La historia reciente está salpicada de escándalos que rara vez llegan a una condena ejemplar. El caso del exministro de Defensa, Pedro Rafael Peña Antonio, arrestado en 2024 por presuntamente aceptar 3.5 millones de dólares en sobornos de la empresa brasileña Embraer, es solo la punta del iceberg. Detrás de él, se asoma el espectro de Félix Bautista, un poderoso senador del PLD investigado por supuesta malversación de fondos en Haití y que, lejos de ser castigado, ha sido reelecto con una de las votaciones más altas del país.
Estos casos dibujan un cuadro de impunidad sistémica. El analista Rafael Cox Alomar lo explica sin tapujos: «La ausencia total de un sistema de pesos y contrapesos, junto con una ausencia generalizada de transparencia, ha criado en República Dominicana una subcultura de impunidad perversa».

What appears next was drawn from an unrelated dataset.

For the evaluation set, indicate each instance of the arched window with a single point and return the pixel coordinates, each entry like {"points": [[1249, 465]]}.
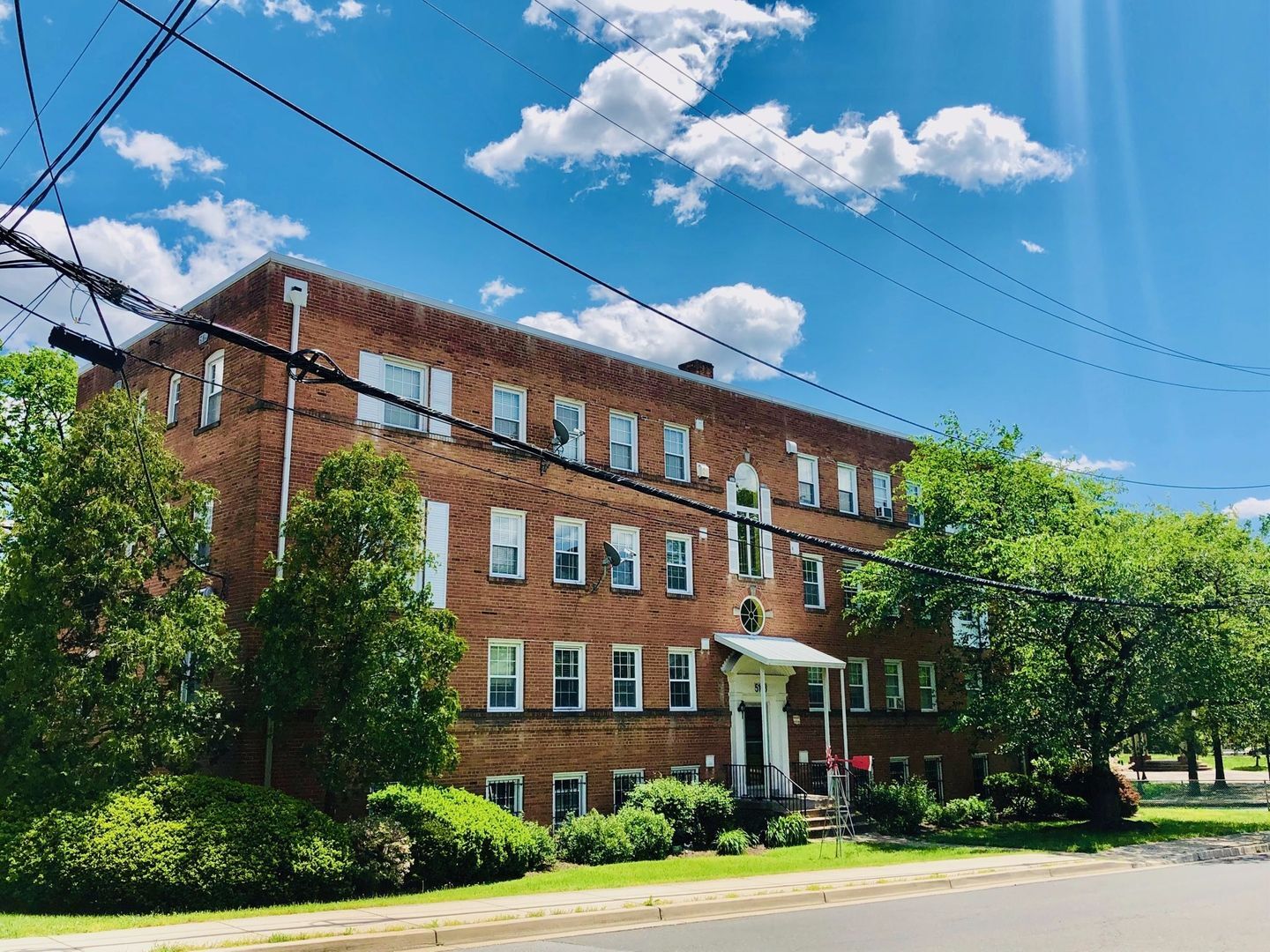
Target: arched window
{"points": [[744, 498]]}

Y en esta danza, el sector privado no es un simple espectador; es un protagonista activo. La corrupción es un problema transversal. Si no hay empresarios dispuestos a sobornar para ganar una licitación, no hay funcionarios corruptos que enriquezcan. La aceptación de estas prácticas como «normales» o «parte de los negocios» es el combustible que mantiene vivo este círculo vicioso.
¿Qué hacer? Más allá de la crisis de valores
El diagnóstico es sombrío, pero no irreversible. Escuchar a la ciudadanía implica entender que no queremos más discursos, queremos acciones. Ante este panorama, quien aspire a gobernar (o a seguir gobernando) debe presentar un plan claro que responda a estas tres premisas:
1. Desarticular el coctel financiero: Es urgente una reforma fiscal integral que amplíe la base tributaria y reduzca la dependencia del endeudamiento. No es posible que el presupuesto crezca a lomo de bonos mientras miles de dominicanos carecen de servicios dignos. Se necesita una ley de responsabilidad fiscal que ponga un candado al endeudamiento desmedido y garantice que cada peso prestado se invierta con la transparencia de un cristal.
2. Romper el dúo político-empresarial: Esto implica fortalecer las instituciones de control, como la Cámara de Cuentas y la Dirección General de Compras y Contrataciones. Debemos exigir que sean dirigidas por perfiles técnicos y no por cuotas partidarias. Además, se requiere una justicia independiente que no solo arreste a los peces pequeños, sino que llegue a los «peces gordos» y a los empresarios que los financian, aplicando sanciones ejemplares. La creación de un sistema de compliance y denuncias anónimas en las empresas privadas, como sugiere el análisis de Vanguardia del Pueblo, sería un paso de gigante para cerrar la llave de la corrupción desde su origen.
3. Reconstruir el tejido moral: No habrá cambio duradero sin recuperar la ética como adorno del servidor público… y del ciudadano común. Esto implica volver a poner la educación cívica y moral en el centro del currículo escolar. No basta con enseñar matemáticas; hay que enseñar a pensar, a discernir entre el bien y el mal, y a entender que lo público es de todos.
Un país que no educa en valores está condenado a reproducir liderazgos carentes de ellos.
Iván Gatón, en el documental mencionado, lanza una advertencia que debería helarnos la sangre: «Ninguna civilización ha sobrevivido cuando su élite política es corrupta y cuando la mayoría de su población existe meramente vegetativa».
La República Dominicana está a tiempo. Pero para ello, necesitamos líderes que hablen claro, que nos expliquen por qué nos endeudamos, que pongan la cara cuando un familiar o un amigo empresario es señalado por corrupción, y que entiendan que la política no es un trampolín para el enriquecimiento personal, sino la más alta forma de servicio.
Si no hay claridad, si no hay integridad, si no hay ética, entonces no hay voto que valga. Porque votar por la continuidad de este sistema es condenarnos a ser cómplices de nuestro propio declive. Ha llegado la hora de exigir, de una vez y por todas, un pacto ético que ponga al país por encima de los intereses de unos pocos.